今まで自分の人生について深く考えた時期は3回ある。
1、大学受験
高校3年生になり、大学をどこにするかというときに初めて壁というか、答えの見えないものにぶつかった。
親や祖父からは医学部にいけいけっと言われていたことも影響してか、医者へのあこがれはあった。
他にも、宇宙飛行士やパイロットになりたいとも思っていた。
結局、この時点では自分の将来については決めることができず、将来の選択肢を膨らますということで国立の薬学部へと進学を決めた。
この時点で、医学部に決めてしまうと後戻りはできないし、当時医療訴訟などが多発していて、自分がこんな責任をとれるのかどうかと自信がなかった。そこで、薬学部に入れば、画期的な薬を創って、世界中の人々を救えることができる、と心に言い聞かせて薬学部へと入学した。仮に、在学中に医者になりたいと思ったら、編入することもできると思っていた。
そんなこんなで、一般的な大学生活を4年生まで送っていた。
2、大学院試験
大学4年生になり、研究室へと配属されると本格的に研究生活がはじまった。
小さいころから思い描いていた研究像とは違い、地道で、泥臭いようなこともおこなっていた。
それでも、世界の最先端のことを、まだ誰もしらないようなことを研究しているということはとても充実していた。
4年生は研究だけでなく、病院実習があり、薬剤師としての仕事も体験する機会があった。
自分なりの感じたこととしては、日本の薬剤師の役割は医者からの処方の監査的な役割が強くて、医者にならないと患者と直接に接して治療方針を決められないということだ。
この病院実習を通じて、医学部への編入に対する意識も再び芽生えてきた。
友達に医学部編入した人がいたので聞いてみたのだが、東大とか京大を出ているひとが必死に勉強してやっと受かるということなので、決めるなら相当の決心がいると感じた。
というようなことを考えながらも、敷かれたレールから脱線することもできず、院への進学を決めた。
3、就職活動
大学院の修士1年の夏くらいから就職活動が始まった。
自分たちのひとつ上の代までは、年内に進路が決まらない場合はかなりヤバイという認識であったみたい。
しかし、経団連が学生の勉学に影響するということで、最終学年の4月から面接をはじめるという指針を出し、製薬会社のほとんどがそれに倣う形となった。
秋にはインターンシップで1週間泊まりこみのものを経験したり、ワンデイのインターンや会社説明会などに参加した。

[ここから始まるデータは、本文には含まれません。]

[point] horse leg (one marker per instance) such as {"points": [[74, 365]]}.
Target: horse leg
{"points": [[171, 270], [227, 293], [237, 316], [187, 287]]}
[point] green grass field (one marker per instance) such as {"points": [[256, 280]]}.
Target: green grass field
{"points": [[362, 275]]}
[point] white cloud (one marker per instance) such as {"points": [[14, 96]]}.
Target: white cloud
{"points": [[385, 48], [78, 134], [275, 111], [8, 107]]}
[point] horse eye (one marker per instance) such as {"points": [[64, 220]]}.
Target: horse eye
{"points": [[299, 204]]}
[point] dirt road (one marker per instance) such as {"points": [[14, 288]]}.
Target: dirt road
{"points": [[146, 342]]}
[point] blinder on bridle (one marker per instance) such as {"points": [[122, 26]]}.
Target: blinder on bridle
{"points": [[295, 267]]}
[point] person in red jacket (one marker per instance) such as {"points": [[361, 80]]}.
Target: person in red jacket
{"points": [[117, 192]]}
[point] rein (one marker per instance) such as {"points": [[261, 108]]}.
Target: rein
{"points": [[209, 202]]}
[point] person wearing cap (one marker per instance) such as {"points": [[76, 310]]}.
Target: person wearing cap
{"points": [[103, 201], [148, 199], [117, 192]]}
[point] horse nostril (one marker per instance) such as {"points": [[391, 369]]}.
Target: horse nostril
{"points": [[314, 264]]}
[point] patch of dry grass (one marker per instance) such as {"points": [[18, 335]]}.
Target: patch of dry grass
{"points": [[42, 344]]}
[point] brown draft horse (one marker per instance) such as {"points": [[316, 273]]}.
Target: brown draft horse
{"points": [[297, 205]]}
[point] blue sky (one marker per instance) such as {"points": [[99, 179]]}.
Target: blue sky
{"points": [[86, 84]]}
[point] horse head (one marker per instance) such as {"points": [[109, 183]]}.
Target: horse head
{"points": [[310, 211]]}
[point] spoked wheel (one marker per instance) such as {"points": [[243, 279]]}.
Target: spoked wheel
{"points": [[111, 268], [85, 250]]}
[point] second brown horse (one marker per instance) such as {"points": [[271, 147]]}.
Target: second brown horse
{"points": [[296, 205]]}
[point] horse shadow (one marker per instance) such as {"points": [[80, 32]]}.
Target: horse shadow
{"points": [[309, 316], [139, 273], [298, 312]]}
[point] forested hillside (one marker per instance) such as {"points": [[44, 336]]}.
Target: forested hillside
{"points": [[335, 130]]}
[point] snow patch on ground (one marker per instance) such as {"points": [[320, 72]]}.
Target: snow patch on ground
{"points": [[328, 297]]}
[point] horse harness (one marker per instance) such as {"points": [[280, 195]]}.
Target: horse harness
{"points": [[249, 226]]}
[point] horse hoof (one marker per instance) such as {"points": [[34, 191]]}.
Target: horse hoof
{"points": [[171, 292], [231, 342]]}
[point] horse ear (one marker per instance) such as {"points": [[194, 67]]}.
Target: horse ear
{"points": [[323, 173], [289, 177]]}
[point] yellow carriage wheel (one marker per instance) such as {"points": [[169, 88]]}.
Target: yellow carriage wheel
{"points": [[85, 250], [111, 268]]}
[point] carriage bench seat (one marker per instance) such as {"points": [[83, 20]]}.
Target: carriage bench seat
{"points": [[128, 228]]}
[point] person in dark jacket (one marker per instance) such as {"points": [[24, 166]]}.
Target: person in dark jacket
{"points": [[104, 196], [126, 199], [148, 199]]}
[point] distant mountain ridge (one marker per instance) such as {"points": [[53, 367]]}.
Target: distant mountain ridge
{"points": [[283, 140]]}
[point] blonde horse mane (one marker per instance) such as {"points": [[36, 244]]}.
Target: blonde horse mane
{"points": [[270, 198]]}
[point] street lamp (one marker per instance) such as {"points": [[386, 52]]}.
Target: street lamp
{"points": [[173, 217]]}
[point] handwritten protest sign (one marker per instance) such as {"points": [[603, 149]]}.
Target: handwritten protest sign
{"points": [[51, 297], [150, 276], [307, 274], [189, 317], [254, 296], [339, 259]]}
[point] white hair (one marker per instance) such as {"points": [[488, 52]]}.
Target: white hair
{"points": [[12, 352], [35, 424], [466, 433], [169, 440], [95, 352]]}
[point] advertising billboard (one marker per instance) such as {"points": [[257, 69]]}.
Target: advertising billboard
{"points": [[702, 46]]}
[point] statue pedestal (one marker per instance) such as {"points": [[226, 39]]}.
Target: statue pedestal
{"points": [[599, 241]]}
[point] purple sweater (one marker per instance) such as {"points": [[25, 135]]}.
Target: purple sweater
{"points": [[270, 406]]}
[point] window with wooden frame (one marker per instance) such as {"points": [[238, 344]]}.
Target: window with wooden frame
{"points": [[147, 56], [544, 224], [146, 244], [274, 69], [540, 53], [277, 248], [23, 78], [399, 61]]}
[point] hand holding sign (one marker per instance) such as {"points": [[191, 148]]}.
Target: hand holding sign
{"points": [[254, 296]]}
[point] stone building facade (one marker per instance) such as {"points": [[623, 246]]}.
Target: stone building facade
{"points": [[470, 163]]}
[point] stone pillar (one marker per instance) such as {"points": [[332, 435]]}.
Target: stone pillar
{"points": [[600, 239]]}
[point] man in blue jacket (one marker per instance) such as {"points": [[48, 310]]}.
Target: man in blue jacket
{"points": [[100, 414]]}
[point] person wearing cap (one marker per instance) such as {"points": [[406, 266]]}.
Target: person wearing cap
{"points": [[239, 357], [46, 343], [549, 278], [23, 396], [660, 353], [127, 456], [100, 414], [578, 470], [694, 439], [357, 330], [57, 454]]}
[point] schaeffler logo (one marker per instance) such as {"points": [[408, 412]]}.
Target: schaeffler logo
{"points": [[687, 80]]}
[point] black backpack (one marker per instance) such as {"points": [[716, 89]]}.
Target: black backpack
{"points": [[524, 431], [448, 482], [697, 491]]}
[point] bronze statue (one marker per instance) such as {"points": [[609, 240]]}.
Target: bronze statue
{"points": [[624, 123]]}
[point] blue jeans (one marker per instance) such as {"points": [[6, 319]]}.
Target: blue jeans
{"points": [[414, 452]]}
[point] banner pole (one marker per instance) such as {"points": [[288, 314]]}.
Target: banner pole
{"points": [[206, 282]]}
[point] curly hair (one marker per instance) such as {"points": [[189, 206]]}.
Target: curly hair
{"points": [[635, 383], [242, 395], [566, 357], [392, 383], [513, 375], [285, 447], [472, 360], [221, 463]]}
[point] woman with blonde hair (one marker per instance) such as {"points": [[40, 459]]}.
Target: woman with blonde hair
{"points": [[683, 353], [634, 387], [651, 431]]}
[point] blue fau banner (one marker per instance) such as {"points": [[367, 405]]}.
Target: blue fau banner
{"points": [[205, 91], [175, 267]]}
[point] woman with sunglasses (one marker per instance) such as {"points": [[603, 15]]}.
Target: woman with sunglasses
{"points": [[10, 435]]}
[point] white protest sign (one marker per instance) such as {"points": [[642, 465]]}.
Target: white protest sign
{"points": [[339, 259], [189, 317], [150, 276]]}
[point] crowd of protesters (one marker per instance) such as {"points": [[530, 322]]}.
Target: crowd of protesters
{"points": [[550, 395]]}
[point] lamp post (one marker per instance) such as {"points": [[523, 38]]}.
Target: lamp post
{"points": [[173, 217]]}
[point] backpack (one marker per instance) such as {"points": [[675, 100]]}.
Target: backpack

志望するのは、やはり新薬を創る体力のある内資系の大手製薬企業の研究職。
2010年問題を抱えていて、会社の将来性という点ではどこの企業がいいのかはこの業界はわからないものである。さらに、研究職の採用人数は少なく、内定をひとつ取ること自体も難しいといわれていた。
なので、とにかく製薬の研究ができるところはほとんどエントリーをしていった。
もちろん製薬だけでなく、食品大手やビール系の会社も医薬品に力をいれているところが多いため選択肢として意識していた。
研究室の実験と就職活動、さらには下についている4年生の面倒、学会発表準備などなどが不幸なくらいに重なって、就職活動に完全に専念するということはできなかった。それでも、自分の優先度の高い企業には本気で取り組めるようなスケジューリングした。
とにかく、必死だった。ESがなかなか通らなかったり、第一志望の前に決まってしまって教授推薦出したらもう断れないから、保険をとるか、自分の夢をとるか。昔から興味のあった金融系を受けようかと考えたり。
いろいろ悩み、苦しみ、当時付き合っていた彼女と平日の夜に会えたりすることだけが楽しみだったり。
面接がおわった夜は携帯の着信に一喜一憂していたことを今でも思い出す。
結果的には数社から内定をいただき、志望度の高い会社へと無事に就職ができた。
そして、現在は社会人となって第4のターニングポイントに向けて日々業務に取り組んでいる。
薬の研究開発には、研究から治験などを行う開発など様々なステップをふんでいる。
今の考えているプランは、自分の携わった薬の上市までのステップにそってキャリアアップしていくことだ。
そして、最終的には会社の経営戦略を担う部署で活躍していきたいなと思う。
これを夢とせず、現実の目標として定めていけるように、今できることを積極的に挑戦していきたいなと思っています。